Web lists-archives.com

SIMDebian: Debian Partial Fork with Radical ISA Baseline

Hi folks,

For most programs the "-march=native" option is not expected to bring any
significant performance improvement. However for some scientific applications
this proposition doesn't hold. When I was creating the tensorflow debian
package, I observed a significant performance gap between generic code and
kabylake (Intel 7XXX Series) code[1].

The significant improvement in performance basically stems from the Eigen
library (header only numerical linear algebra library). Here is a simple
example[2] for demonstrating the performance gap[3] between different ISA
baselines. (elapsed time is roughly measured with "perf stat ...")

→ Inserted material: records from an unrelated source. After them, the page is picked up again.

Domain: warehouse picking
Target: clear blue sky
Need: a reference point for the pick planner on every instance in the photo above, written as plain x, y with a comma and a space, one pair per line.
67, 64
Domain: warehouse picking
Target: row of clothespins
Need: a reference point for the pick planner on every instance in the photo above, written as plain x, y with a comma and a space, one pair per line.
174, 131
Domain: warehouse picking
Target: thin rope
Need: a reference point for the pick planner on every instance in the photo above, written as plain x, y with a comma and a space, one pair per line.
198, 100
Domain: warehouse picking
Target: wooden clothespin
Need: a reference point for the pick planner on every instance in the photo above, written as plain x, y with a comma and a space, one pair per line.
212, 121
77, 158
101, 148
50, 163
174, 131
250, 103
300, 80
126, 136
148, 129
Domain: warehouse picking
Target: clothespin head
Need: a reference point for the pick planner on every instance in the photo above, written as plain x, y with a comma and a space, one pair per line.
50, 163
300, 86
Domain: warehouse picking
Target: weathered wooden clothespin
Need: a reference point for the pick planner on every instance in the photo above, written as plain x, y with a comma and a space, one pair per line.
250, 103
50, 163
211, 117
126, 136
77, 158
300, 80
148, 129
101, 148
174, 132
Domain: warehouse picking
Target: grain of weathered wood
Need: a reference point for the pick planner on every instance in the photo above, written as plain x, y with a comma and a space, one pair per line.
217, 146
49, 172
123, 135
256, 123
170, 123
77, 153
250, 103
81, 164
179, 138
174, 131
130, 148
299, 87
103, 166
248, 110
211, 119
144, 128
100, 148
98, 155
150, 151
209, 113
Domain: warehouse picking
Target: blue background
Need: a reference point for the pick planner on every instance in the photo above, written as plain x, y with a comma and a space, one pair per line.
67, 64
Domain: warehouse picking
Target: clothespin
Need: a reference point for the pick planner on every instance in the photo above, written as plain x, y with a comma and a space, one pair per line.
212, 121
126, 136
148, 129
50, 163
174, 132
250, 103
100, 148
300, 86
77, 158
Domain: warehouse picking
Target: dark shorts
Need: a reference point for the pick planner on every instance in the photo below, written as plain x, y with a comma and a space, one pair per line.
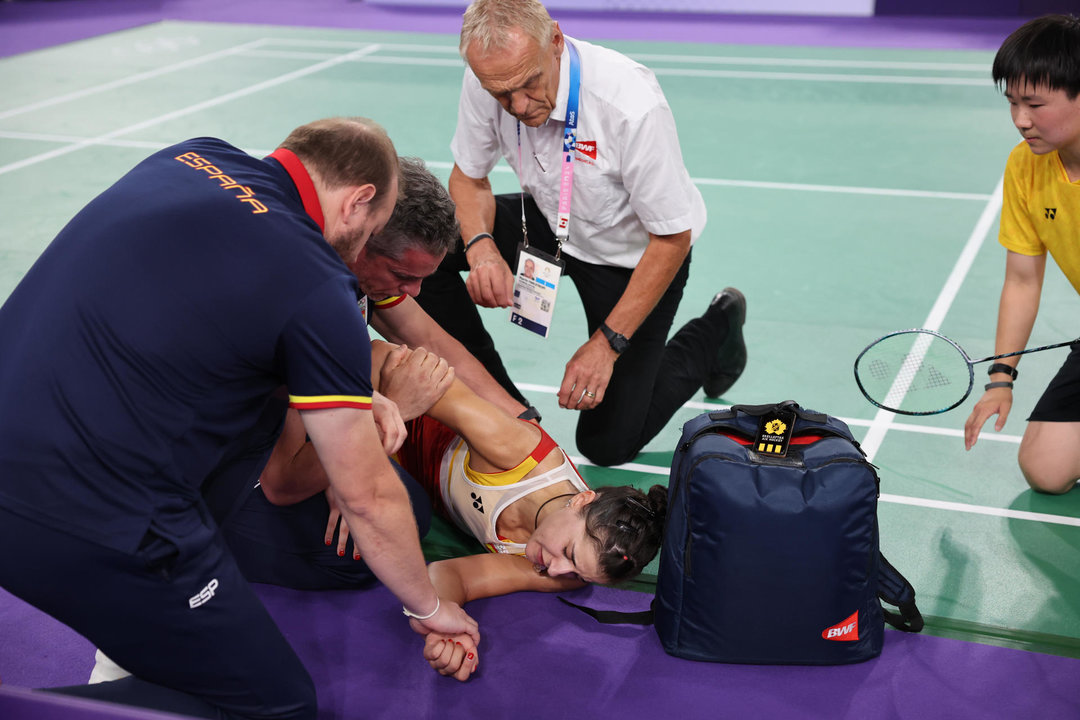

Having seen such interesting results, I immediately created a Debian partial
fork named SIMDebian (SIMD + Debian)[0]. It makes great sense to some
applications due to the significant performance gain brought by SIMD code.
Currently this partial fork is still in the very early stage, and it needs

  * More experience about software that benefit a lot from SIMD code
    (e.g. What package would potentially benefit from SIMD code?)
  * Suggestions and comments
    (e.g. Is such a partial fork really useful and valuable?)
  * More people interested in this

SIMDebian is only a PARTIAL fork, which means that it only takes care of
packages that would obviously benefit from SIMD code, because no performance
gain is expected in terms of the majority of packages in the Debian archive.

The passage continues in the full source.